Mortgage apps slip again following rebound

Refinance applications saw an increase in their share of overall activity

Mortgage apps slip again following rebound

Applications for mortgages declined during the week ending July 13, as applications for refinances recorded a larger share of overall activity, according to the Weekly Mortgage Applications Survey released by the Mortgage Bankers Association.

The Market Composite Index, a measure of mortgage loan application volume, fell 2.5% on a seasonally adjusted basis and increased 22% on an unadjusted basis compared with the previous period. Previous results included an adjustment for the Fourth of July holiday.

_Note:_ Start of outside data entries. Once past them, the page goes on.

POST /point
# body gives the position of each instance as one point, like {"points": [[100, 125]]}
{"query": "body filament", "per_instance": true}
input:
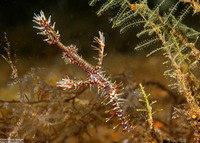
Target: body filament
{"points": [[111, 91]]}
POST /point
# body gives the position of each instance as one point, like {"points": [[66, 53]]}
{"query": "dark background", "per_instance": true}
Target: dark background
{"points": [[77, 23]]}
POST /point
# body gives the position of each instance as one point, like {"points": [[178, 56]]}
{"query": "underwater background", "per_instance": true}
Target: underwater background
{"points": [[78, 23]]}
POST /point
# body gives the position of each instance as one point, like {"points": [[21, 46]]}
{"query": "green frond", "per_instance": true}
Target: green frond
{"points": [[154, 51], [108, 5], [154, 12], [183, 14], [171, 12], [131, 24], [146, 43]]}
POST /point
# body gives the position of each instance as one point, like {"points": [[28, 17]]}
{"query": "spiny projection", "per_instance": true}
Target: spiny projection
{"points": [[111, 91]]}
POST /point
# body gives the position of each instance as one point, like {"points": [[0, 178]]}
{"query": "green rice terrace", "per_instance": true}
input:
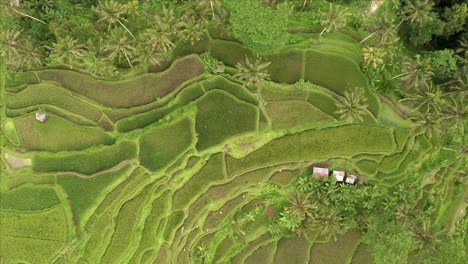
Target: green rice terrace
{"points": [[223, 154]]}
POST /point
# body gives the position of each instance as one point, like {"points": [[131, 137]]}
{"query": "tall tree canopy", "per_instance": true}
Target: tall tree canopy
{"points": [[258, 26]]}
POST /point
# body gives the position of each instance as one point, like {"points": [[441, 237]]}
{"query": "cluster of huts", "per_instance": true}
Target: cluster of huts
{"points": [[339, 175]]}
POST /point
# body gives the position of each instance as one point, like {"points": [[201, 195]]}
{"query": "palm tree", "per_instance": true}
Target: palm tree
{"points": [[13, 8], [10, 45], [374, 56], [335, 19], [455, 111], [384, 28], [44, 5], [416, 73], [198, 11], [118, 45], [215, 7], [426, 236], [31, 56], [418, 11], [353, 106], [193, 31], [111, 12], [252, 72], [300, 205], [201, 254], [428, 100], [169, 21], [67, 50], [158, 38]]}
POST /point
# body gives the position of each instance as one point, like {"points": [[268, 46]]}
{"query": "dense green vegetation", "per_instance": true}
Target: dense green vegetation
{"points": [[180, 131]]}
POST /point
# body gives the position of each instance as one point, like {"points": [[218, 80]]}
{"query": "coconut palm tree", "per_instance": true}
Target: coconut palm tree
{"points": [[416, 73], [374, 56], [67, 50], [300, 204], [418, 11], [10, 45], [215, 8], [353, 106], [253, 72], [119, 46], [44, 5], [193, 31], [112, 12], [384, 29], [168, 20], [198, 11], [158, 38], [335, 19], [455, 111], [425, 235], [31, 56], [13, 8]]}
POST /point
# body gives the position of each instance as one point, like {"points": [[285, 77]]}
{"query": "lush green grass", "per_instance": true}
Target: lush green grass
{"points": [[141, 120], [10, 132], [229, 52], [21, 78], [287, 66], [211, 172], [335, 252], [124, 233], [173, 223], [235, 89], [362, 256], [162, 145], [284, 177], [221, 116], [28, 197], [57, 134], [49, 224], [87, 162], [391, 163], [149, 238], [322, 101], [138, 91], [282, 93], [215, 218], [332, 71], [292, 250], [367, 167], [312, 144], [247, 179], [52, 95], [338, 73], [83, 193], [28, 250], [294, 113]]}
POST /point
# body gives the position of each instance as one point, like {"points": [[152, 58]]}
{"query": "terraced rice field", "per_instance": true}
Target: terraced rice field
{"points": [[156, 168]]}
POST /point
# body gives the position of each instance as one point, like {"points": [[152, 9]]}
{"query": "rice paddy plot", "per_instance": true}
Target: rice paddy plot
{"points": [[221, 116]]}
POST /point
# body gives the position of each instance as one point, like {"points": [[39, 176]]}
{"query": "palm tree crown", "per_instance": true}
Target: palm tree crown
{"points": [[112, 12], [418, 11], [417, 73], [119, 46], [373, 56], [67, 50], [252, 72]]}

The Refinance Index rose 2%. The Purchase Index decreased 5% on a seasonally adjusted basis and increased 19% on an unadjusted basis. The unadjusted Purchase Index was 1% higher compared to the same period in 2017.

Applications for refinances took a bigger share of overall activity during the period at 36.5% from 34.8% in the prior survey. The adjustable-rate mortgage (ARM) share decreased to 6.1% of total applications.

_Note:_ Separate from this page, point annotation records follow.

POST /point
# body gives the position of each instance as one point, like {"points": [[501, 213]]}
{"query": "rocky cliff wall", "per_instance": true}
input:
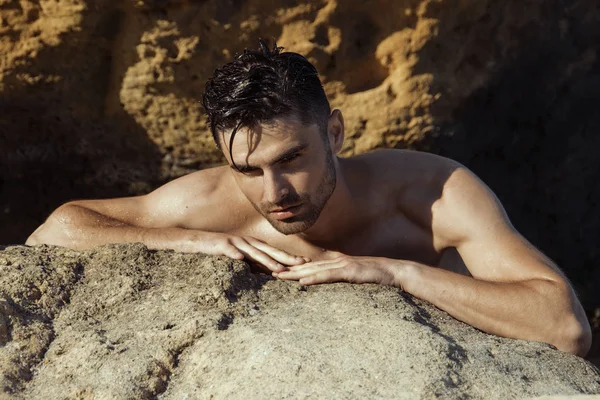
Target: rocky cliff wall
{"points": [[101, 98]]}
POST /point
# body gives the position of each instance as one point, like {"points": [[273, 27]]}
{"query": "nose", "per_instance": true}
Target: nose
{"points": [[276, 188]]}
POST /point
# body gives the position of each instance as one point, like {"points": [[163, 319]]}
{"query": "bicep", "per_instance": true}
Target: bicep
{"points": [[470, 217], [158, 209]]}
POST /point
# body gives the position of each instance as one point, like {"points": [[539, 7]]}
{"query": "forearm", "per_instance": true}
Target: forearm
{"points": [[80, 228], [533, 310]]}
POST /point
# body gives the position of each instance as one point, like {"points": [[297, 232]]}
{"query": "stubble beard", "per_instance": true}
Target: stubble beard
{"points": [[311, 209]]}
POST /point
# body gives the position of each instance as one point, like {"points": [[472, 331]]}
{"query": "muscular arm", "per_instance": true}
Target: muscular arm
{"points": [[153, 219], [78, 225], [515, 291]]}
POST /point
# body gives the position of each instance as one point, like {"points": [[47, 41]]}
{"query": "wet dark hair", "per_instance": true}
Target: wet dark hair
{"points": [[261, 85]]}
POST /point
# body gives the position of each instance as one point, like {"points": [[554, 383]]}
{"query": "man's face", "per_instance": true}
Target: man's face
{"points": [[286, 170]]}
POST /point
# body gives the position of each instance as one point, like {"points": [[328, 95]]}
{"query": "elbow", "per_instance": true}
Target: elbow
{"points": [[568, 328], [53, 231], [576, 337]]}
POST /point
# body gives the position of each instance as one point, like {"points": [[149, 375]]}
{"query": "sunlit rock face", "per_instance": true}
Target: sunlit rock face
{"points": [[125, 322]]}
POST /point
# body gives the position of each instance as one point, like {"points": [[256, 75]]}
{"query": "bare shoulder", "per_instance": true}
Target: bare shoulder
{"points": [[414, 179], [194, 200]]}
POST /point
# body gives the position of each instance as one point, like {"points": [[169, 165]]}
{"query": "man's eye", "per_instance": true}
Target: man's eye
{"points": [[290, 158]]}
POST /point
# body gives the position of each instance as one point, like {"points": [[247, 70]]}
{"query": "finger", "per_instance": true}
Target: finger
{"points": [[312, 264], [299, 274], [277, 254], [258, 256], [327, 276]]}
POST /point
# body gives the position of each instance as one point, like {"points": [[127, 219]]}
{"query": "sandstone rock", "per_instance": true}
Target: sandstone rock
{"points": [[124, 322], [102, 98]]}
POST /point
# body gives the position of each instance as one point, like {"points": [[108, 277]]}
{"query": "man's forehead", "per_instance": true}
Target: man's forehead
{"points": [[270, 137]]}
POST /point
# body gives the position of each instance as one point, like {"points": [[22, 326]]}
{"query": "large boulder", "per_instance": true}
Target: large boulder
{"points": [[124, 322]]}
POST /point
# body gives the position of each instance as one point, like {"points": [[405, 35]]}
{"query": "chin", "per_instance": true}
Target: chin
{"points": [[293, 225]]}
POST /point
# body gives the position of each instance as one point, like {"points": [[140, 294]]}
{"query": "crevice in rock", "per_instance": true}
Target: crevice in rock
{"points": [[456, 354]]}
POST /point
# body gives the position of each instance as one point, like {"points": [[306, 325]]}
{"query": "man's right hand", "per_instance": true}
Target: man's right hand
{"points": [[253, 250]]}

FHA applications accounted for 10.6%, up from 10%. The VA share decreased to 10.2% from 11.3%. Applications for USDA loans made up 0.7% of activity, down from 0.8%.

Changes in average contract interest rates for the various mortgage types were mixed during the period.

The 30-year fixed-rate mortgage with conforming loan balances posted a 4.77% average rate, up from 4.76%, with points increasing to 0.46 from 0.43 for 80% loan-to-value ratio loans. Rates for the 30-year fixed-rate mortgage with jumbo loan balances decreased to 4.66% from 4.68%, with points increasing to 0.30 from 0.24.

Rates for the 30-year fixed-rate mortgages backed by the FHA averaged 4.78%, down from 4.8%, with points decreasing to 0.69 from 0.75. The average for 15-year fixed-rate mortgages increased to 4.22% from 4.18%, with points decreasing to 0.42 from 0.46. 5/1 ARMs posted a 4.12% average, down from 4.13%, with points increasing to 0.39 from 0.36.